The Electric Bloom: Season 1 Original Soundtrack was released on September 12, 2025. It features 12 original songs performed by cast members Lumi Pollack, Carmen Sanchez, and Ruby Marino, including several songs written by executive producer Diane Warren. Other songwriters and producers include Mitch Allan, Michelle Zarlenga, Chantry Johnson, Justin Gray, Lucky West, Paris Carney, Doug Rockwell, and Tova Litvin.

==Release==
Electric Bloom premiered on July 10, 2025 on Disney Channel. The first thirteen episodes were released on Disney+ on September 17, 2025, with episodes 11–13 being released prior to their televised premieres. Episodes 14–17 were released on Disney+ on October 1, 2025, with all of them being released prior to their televised premieres.

==Reception==
=== Critical response ===
Fernanda Camargo of Common Sense Media rated Electric Bloom three out of five stars, highlighting the series' focus on friendship, emphasizing the main characters' supportive and loving relationships despite occasional conflict. She observed that the show delivers positive messages about standing up for oneself, celebrating individuality, and appreciating diverse paths to success. Allison McClain Merrill of Parents described Electric Bloom as a "welcome addition to Disney Channel’s upbeat slate of programming," underscoring its blend of friendship, music, and coming-of-age themes. She emphasized the series' focus on relatable teen experiences, individuality, and "wholesome" friendships.

=== Ratings ===
On Disney Channel, Electric Bloom premiered on July 10, 2025, drawing a total audience (P2+) of 142,000 viewers with a 0.04 rating, including 75,500 household viewers (0.06 rating). Subsequent broadcasts recorded 93,000 viewers (0.03) on July 18 and 128,000 viewers (0.04) on July 25, followed by 94,000 viewers (0.03) on August 1 and 89,000 viewers (0.03) on August 8. Later episodes drew 30,000 viewers (0.01) on September 15, 65,000 viewers (0.02) on October 19, and 74,000 viewers (0.02) on October 26. Toward the end of the year, the program recorded 107,000 viewers (0.03) on December 30 and 115,700 viewers (0.04) on January 2, 2026. More recent broadcasts drew 83,400 viewers (0.03) on January 20, 115,700 viewers (0.04) on January 26, 142,800 viewers (0.04) on January 27, and 129,200 viewers (0.04) on January 28, including 54,400 viewers aged 18–49 (0.04 rating), 50,300 viewers aged 25–54 (0.04 rating), and 51,200 household viewers (0.04 rating). Across this period, total viewership (P2+) ranged from 30,000 to 142,800 viewers, while ratings among adults aged 18–49 varied between 0.01 and 0.05.

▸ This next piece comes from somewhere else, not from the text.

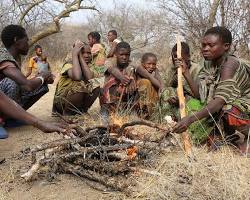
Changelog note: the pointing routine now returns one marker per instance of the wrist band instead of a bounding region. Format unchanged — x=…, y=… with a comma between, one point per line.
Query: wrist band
x=41, y=78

Viewership and ratings per season of Electric Bloom
| Season | Episodes | First aired |  | Last aired |  | Avg. viewers (millions) |
| Date | Viewers (millions) | Date | Viewers (millions) |
| 1 | 17 | July 10, 2025 | 0.14 | October 26, 2025 | 0.05 | 0.09 |

=== Accolades ===
Electric Bloom was nominated for Best Song - Onscreen Performance - TV Show/Limited Series at the 2025 Hollywood Music In Media Awards. The series also received a nomination for Best Hair Styling - Children and Teen Television Programming at the 2026 Make-Up Artists & Hair Stylists Guild Awards.